Praxis für kleine Heimtiere
Dr. Anja Ewringmann

Chinchilla



Besonderheiten von Anatomie, Physiologie und Stoffwechsel

Chinchillas zeigen einige anatomische und physiologische Besonderheiten, die für die Haltung als Heimtier von Interesse sind.


Verdauungsphysiologie

Zähne


Alle Zähne des Chinchillas besitzen offene Wurzelkanäle, wachsen lebenslang und müssen kontinuierlich abgenutzt werden. Es werden verschiedene Arten des Abriebs unterschieden. Bei der sog. funktionellen Abrasion kommt der Abrieb der Zähne durch Kontakt mit harten Pflanzenteilen zustande. Als sog. parafunktionelle Abrasion wird der Zahnabrieb bezeichnet, der durch Schleifen am Gegenzahn entsteht (4).

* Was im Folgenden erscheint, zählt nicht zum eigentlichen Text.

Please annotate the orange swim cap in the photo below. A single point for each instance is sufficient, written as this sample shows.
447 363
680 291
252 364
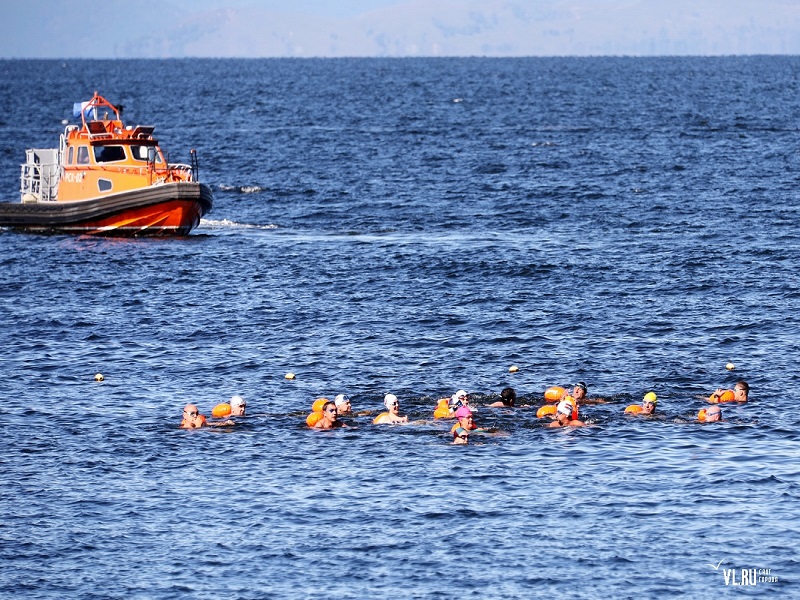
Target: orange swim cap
727 396
318 404
442 409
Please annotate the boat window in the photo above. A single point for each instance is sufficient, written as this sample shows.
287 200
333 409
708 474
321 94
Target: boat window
142 153
83 155
109 153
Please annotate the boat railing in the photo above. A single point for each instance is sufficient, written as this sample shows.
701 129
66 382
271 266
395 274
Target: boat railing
40 175
183 169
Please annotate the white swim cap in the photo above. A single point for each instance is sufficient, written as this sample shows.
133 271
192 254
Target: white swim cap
565 408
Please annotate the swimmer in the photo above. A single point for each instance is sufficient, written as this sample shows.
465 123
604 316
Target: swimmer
741 391
343 404
649 403
447 407
238 406
579 391
564 416
464 426
507 398
457 400
192 419
392 404
330 417
713 414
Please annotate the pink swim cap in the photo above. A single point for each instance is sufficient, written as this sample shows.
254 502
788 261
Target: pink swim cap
463 411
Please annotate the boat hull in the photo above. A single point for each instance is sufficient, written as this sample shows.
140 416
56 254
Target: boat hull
167 209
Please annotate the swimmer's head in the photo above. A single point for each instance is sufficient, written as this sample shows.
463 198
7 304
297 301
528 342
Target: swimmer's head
462 412
460 398
238 405
508 396
329 410
564 408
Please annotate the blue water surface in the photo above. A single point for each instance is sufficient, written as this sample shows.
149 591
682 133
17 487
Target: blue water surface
413 226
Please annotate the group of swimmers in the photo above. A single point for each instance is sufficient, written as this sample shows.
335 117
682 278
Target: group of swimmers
562 408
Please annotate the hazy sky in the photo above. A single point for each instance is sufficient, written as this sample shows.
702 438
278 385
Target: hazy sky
332 28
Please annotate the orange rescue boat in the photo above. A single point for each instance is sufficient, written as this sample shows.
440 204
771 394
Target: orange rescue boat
109 179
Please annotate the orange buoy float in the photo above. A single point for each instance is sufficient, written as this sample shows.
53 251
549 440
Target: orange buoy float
546 410
725 396
221 410
442 409
554 393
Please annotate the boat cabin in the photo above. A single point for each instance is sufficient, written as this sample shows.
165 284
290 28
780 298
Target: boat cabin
101 156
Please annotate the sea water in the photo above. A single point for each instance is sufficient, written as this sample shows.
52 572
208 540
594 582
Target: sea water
413 226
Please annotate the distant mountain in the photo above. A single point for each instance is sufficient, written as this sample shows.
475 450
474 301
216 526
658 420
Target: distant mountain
411 28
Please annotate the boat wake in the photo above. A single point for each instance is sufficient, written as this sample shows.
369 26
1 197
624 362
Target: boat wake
228 224
242 189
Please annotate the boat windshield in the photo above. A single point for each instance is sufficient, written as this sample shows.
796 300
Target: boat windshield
108 153
144 153
102 112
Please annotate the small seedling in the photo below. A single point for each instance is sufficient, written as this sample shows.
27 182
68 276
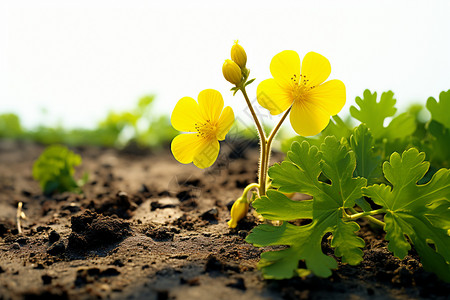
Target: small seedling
341 168
55 169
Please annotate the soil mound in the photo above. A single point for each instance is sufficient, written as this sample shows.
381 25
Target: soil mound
91 229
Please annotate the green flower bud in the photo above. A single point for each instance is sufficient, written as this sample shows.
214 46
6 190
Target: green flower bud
238 211
232 72
238 55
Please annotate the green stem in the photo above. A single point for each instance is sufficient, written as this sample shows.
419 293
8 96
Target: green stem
248 188
367 215
268 148
262 138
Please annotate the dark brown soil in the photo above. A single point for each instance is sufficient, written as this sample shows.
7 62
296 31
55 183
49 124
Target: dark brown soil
147 227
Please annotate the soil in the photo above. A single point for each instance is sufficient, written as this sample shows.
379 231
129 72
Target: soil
148 227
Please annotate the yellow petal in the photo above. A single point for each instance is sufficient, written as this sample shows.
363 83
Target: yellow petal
308 119
185 114
273 96
207 153
225 122
185 146
211 104
284 66
316 68
330 96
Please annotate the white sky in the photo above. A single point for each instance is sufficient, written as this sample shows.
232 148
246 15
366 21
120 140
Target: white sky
79 59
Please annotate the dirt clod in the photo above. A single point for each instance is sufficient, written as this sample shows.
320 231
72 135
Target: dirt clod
91 229
56 248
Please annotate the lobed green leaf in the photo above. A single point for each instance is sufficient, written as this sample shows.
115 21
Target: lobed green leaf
416 213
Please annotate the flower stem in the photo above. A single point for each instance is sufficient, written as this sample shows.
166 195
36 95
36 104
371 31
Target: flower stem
247 189
262 138
367 215
265 163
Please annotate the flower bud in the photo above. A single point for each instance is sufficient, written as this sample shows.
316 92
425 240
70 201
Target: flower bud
238 55
238 211
231 72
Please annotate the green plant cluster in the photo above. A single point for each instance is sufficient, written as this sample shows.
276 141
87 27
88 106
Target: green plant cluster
55 168
139 125
358 173
404 130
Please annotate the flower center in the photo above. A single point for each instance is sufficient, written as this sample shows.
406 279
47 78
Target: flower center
207 130
300 87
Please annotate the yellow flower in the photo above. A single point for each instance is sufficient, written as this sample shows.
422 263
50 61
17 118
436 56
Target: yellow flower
238 55
312 101
205 123
238 211
232 72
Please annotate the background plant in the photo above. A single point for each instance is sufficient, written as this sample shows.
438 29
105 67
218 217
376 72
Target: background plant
55 169
346 177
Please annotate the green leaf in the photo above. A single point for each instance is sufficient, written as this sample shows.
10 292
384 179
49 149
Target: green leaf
416 213
438 149
301 174
374 113
276 206
304 242
368 164
54 170
440 111
401 126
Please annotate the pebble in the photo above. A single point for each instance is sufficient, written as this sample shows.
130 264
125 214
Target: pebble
57 248
53 236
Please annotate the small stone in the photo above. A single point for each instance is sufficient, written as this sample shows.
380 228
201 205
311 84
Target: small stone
144 189
53 236
72 207
42 228
210 215
238 284
46 279
57 248
22 240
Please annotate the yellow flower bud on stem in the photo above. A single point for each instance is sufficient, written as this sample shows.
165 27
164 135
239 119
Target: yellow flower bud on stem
238 55
232 72
240 207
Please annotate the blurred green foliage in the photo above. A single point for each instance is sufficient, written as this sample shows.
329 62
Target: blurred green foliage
54 170
139 125
10 126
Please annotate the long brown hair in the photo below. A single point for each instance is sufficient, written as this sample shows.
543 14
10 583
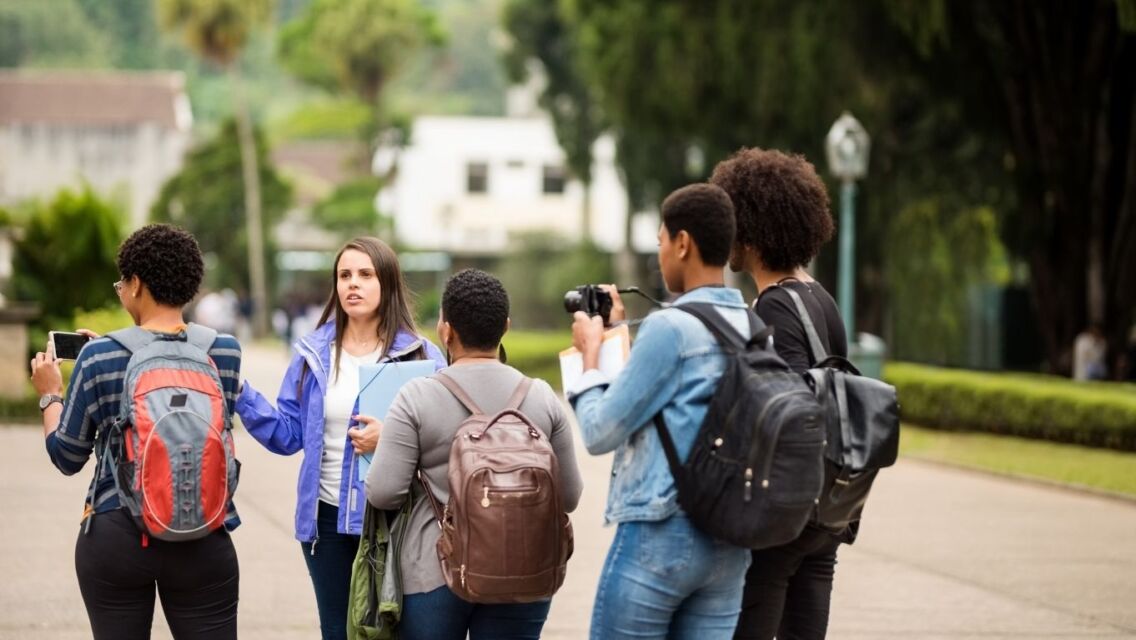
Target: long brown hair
395 309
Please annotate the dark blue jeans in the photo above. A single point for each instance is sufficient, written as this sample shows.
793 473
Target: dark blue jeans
441 615
330 560
668 580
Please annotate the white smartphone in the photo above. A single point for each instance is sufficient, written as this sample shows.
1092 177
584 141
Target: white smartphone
65 345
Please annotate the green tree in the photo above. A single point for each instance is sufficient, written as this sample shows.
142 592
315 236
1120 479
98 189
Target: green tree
540 33
350 209
539 273
207 197
1053 83
217 31
356 46
49 34
131 28
65 258
687 84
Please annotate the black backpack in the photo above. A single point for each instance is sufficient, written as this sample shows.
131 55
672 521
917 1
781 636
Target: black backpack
862 424
754 471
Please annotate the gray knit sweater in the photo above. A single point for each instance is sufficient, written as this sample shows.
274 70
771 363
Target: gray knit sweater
418 431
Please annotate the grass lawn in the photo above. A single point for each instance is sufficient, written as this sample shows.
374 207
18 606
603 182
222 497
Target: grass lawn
1068 464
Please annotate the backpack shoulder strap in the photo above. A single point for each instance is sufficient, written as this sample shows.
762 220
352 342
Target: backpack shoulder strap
458 392
725 332
818 349
200 337
518 395
132 338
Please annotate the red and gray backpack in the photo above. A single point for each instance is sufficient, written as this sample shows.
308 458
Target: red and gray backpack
170 450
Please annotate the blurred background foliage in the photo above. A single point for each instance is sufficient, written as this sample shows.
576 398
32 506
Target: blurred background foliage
207 198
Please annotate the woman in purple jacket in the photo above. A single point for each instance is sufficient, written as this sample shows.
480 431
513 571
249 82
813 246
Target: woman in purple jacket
367 320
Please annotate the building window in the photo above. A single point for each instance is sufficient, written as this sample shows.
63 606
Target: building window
477 177
553 179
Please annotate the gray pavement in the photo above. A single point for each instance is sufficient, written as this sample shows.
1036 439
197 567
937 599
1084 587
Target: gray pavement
943 554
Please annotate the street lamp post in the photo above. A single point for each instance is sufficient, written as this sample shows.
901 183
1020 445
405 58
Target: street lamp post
846 148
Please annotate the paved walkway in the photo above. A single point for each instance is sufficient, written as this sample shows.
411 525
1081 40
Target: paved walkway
942 554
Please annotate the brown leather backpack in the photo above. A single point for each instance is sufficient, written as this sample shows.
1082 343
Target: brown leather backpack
506 537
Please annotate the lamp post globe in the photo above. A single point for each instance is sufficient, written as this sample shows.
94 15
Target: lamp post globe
846 148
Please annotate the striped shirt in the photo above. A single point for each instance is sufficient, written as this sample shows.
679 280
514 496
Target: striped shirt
92 406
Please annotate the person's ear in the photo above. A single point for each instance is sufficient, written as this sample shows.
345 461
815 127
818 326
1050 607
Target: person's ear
683 243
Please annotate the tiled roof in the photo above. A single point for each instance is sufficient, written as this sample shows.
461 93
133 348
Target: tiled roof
94 98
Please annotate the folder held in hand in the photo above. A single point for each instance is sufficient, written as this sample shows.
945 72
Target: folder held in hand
378 384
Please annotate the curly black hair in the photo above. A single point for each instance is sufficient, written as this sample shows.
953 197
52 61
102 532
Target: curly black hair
167 259
706 213
476 306
780 205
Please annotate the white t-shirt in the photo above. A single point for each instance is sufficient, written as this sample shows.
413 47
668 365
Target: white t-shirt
342 391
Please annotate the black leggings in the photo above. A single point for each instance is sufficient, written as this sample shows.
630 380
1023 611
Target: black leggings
788 589
197 581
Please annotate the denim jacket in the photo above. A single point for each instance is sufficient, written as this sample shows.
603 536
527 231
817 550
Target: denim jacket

Schematische Darstellung eines Schneidezahnes


Im Ober- und Unterkiefer finden sich je 2 Schneidezähne (= Incisivi), die einen kräftig gelb-orange gefärbten Schmelzüberzug besitzen. Die intensive Färbung entsteht durch Einlagerung von Eisenpigment. Das Verhältnis der sichtbaren Anteile der Schneidezähne von Ober- und Unterkiefer beträgt physiologischerweise etwa 1:2. Die oberen Incisivi stehen vor den unteren. Die Zähne sind nur an ihren Vorderfläche mit Zahnschmelz überzogen. Beim Nagen wird so die hintere Fläche der Zähne stärker abgenutzt, woraus sich eine meißelartige Schärfe ergibt (4).

Hinter den Schneidezähnen schließt sich ein zahnloser Kieferteil an, das sog. Diastema.

In jedem Kieferviertel sind 4 Backenzähne vorhanden. Diese stehen mit einer leichten Neigung von etwa 10° im Kiefer, im Unterkiefer in Richtung der Zunge, im Oberkiefer in Richtung der Wangenschleimhaut.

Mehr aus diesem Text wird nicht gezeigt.